Personally, I use a yarn swift and a ball winder. These two pieces of equipment make the process of turning the yarn into a useful state super easy. The yarn swift holds your yarn in place for you, so that the yarn doesn't tangle. If you don't have a yarn swift, you can also use the back of a chair, or you can loop the yarn around your knees -- or in a pinch, have someone hold the yarn between their hands as you wind it.
The ball winder is sort of what it sounds like. It's a bit of a misleading name, because it doesn't turn your yarn into a round ball, but into a square-ish "cake". These cakes have the advantage of being "center pull" - meaning your working yarn comes from the center of the cake. This is helpful, because your yarn won't be rolling around everywhere as you're trying to use it, and it can stay stationary, resting on top of a table, your chair, or wherever you happen to be using your yarn.
There are a few kinds of swifts - two main types are "umbrella" and "Amish". Umbrella swifts have a mechanism that opens and closes the swift much like an umbrella - pushing a little lever and pushing the mechanism up causes the "arms" of the swift to extend outward, to accommodate many different sized skeins. Amish swifts are usually made of wood, and have pegs that adjust to hold your yarn in place.
Before placing your yarn on the swift, you will want to make sure that the skein isn't twisted. If your yarn is twisted it will have a hard time being wound off the skein and into a ball or cake.
Once your yarn is on the switft, clip the ties that that hold the skein together, while being careful to not clip the yarn itself. Find the 'beginning' and 'end' of the yarn - they are often combined with one of the ties.
Most ball winders will have a tensioning arm - this sometimes looks like a metal post with a little coil on the end. Thread the end of the yarn through the tensioning arm and into the slot in the top of the winder. This piece of yarn will eventually become your working yarn that leaves the center of the cake.
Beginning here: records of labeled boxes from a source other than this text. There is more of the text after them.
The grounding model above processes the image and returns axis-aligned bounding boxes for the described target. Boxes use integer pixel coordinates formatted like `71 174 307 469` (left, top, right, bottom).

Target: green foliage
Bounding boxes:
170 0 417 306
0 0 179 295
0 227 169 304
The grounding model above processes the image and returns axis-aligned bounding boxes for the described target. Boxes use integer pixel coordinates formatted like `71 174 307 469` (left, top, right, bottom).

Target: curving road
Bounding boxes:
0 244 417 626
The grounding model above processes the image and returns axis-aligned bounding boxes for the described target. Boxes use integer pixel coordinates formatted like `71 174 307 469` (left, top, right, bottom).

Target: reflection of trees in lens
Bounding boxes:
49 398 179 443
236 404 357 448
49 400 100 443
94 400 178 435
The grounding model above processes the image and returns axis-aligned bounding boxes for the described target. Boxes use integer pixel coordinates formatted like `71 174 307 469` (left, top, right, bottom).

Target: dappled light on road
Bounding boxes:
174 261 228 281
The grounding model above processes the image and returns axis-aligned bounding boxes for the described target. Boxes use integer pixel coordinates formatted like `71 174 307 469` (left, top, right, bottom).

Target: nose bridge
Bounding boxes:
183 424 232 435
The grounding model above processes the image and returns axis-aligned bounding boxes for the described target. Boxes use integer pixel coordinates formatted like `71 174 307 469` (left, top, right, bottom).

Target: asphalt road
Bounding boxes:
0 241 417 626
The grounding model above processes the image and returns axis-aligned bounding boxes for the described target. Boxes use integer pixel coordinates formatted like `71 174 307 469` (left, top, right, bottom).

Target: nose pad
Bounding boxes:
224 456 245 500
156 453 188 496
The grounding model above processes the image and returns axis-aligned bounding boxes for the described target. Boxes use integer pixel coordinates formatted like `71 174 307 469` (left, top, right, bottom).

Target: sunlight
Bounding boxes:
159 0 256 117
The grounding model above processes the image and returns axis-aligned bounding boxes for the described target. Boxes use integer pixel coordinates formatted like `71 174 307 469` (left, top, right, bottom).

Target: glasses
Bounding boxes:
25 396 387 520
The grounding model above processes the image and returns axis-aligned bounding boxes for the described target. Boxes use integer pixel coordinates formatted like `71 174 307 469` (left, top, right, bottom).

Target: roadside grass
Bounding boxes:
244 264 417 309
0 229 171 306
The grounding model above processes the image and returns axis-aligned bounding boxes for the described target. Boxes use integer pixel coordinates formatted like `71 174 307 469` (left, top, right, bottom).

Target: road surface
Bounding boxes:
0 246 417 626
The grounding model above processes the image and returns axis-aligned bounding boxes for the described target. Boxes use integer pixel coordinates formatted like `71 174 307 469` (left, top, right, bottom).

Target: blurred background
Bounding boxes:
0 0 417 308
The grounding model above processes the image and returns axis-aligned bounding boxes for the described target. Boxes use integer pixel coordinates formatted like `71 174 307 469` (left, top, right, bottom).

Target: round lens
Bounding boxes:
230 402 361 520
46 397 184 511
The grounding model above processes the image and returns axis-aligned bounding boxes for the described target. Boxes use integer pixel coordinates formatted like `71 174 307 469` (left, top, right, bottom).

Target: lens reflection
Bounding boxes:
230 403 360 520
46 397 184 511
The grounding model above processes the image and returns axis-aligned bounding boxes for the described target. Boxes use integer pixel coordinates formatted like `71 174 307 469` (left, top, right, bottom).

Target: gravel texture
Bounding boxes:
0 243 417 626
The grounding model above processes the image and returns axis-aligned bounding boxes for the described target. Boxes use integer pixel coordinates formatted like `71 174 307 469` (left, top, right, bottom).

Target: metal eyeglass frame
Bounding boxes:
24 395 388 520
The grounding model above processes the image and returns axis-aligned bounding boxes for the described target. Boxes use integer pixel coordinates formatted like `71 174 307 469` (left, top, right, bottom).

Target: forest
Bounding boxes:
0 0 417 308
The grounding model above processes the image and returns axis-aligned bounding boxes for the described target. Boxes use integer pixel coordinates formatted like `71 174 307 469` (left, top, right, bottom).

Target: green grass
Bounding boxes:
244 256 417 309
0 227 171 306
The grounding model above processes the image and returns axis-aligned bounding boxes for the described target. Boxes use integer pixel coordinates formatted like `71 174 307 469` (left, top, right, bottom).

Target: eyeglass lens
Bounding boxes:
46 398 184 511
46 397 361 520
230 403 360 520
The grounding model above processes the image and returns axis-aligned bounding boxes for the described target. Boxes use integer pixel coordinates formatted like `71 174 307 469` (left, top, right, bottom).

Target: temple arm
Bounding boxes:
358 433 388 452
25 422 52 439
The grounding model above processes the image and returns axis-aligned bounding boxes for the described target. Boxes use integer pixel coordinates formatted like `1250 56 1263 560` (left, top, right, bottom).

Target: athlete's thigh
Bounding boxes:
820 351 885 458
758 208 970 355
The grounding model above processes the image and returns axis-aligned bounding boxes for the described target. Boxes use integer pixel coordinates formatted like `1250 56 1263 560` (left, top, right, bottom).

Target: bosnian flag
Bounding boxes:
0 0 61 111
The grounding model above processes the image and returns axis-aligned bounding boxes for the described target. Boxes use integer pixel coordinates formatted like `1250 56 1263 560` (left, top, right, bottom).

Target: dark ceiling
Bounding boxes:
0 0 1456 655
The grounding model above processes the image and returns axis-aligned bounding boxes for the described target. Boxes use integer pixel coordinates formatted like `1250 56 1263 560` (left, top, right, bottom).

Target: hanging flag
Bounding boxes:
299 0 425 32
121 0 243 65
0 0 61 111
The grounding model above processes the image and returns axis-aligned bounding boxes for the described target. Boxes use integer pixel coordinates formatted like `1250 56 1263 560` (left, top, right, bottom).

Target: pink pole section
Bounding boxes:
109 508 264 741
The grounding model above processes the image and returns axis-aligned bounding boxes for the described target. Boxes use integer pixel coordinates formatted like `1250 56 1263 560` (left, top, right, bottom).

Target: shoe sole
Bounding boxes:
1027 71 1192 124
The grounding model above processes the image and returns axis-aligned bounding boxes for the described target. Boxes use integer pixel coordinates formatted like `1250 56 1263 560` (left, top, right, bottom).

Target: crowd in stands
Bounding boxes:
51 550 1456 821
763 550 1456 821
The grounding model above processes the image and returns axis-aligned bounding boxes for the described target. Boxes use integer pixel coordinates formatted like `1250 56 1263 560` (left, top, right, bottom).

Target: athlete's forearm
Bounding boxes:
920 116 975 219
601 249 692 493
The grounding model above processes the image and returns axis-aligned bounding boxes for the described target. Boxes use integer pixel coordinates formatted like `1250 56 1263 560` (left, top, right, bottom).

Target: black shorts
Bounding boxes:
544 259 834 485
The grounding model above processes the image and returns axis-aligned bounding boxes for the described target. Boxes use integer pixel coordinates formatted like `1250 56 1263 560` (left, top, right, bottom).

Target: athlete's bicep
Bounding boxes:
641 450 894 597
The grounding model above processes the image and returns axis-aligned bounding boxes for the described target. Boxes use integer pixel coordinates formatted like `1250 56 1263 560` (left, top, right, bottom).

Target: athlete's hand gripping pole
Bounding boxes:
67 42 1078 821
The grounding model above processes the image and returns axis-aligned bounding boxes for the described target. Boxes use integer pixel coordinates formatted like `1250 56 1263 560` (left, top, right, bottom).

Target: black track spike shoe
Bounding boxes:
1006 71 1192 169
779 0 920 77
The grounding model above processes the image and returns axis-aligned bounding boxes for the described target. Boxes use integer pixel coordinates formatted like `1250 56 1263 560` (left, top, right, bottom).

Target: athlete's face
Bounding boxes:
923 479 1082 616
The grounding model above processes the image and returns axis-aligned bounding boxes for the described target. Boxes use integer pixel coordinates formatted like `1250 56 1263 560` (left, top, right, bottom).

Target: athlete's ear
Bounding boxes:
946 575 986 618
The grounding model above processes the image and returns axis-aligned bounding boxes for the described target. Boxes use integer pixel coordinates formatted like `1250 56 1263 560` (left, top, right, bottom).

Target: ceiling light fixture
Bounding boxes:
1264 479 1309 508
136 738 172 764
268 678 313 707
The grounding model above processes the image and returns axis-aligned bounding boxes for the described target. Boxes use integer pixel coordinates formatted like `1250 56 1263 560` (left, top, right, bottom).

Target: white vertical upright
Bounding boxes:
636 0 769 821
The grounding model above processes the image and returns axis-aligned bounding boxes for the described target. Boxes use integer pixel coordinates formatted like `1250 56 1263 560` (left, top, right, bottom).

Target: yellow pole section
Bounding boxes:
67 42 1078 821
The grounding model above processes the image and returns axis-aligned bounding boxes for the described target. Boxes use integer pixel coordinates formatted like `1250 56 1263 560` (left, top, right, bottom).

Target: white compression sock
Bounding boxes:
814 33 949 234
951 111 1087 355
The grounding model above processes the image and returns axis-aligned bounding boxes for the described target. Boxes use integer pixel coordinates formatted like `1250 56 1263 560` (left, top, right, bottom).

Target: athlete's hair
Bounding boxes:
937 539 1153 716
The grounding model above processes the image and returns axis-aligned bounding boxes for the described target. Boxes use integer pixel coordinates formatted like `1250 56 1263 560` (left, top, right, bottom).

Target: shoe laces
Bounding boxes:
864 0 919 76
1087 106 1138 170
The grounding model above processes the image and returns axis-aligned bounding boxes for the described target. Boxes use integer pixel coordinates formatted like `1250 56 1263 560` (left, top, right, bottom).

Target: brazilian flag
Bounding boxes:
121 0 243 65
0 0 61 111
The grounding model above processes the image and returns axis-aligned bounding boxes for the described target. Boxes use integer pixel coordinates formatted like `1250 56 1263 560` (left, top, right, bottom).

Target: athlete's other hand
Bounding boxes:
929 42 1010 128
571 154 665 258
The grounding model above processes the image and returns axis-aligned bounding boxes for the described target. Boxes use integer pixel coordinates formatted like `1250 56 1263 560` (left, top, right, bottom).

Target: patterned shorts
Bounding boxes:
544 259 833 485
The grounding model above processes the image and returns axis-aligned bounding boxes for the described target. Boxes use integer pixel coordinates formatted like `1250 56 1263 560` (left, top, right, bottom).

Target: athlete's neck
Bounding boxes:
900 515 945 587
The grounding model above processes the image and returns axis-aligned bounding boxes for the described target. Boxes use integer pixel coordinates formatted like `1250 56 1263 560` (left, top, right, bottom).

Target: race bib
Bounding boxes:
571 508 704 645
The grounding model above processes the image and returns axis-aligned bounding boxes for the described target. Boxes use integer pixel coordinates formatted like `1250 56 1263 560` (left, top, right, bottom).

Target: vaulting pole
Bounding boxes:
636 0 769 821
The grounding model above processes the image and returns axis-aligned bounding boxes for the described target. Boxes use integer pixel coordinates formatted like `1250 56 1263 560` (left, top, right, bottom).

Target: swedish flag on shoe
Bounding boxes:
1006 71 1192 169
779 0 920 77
Now, slowly turn the handle on the ball winder. This should pull the yarn off of the swift, through the tensioning arm, and begin to wrap around the center post of the winder. Then, just keep turning the handle until there is no more yarn left on the swift! Try not to give into the temptation to turn the winder too fast - too much speed may make the yarn fly off the ball winder and go rolling across your floor... and then you'll have to start over (ask me how I know...!) When you reach the end of the yarn, I like to wrap the tail around the middle of the cake a few times, and then tuck the end in. Then, holding the piece of yarn that goes across the center post, pull the cake off of the winder. Now, you're ready to work!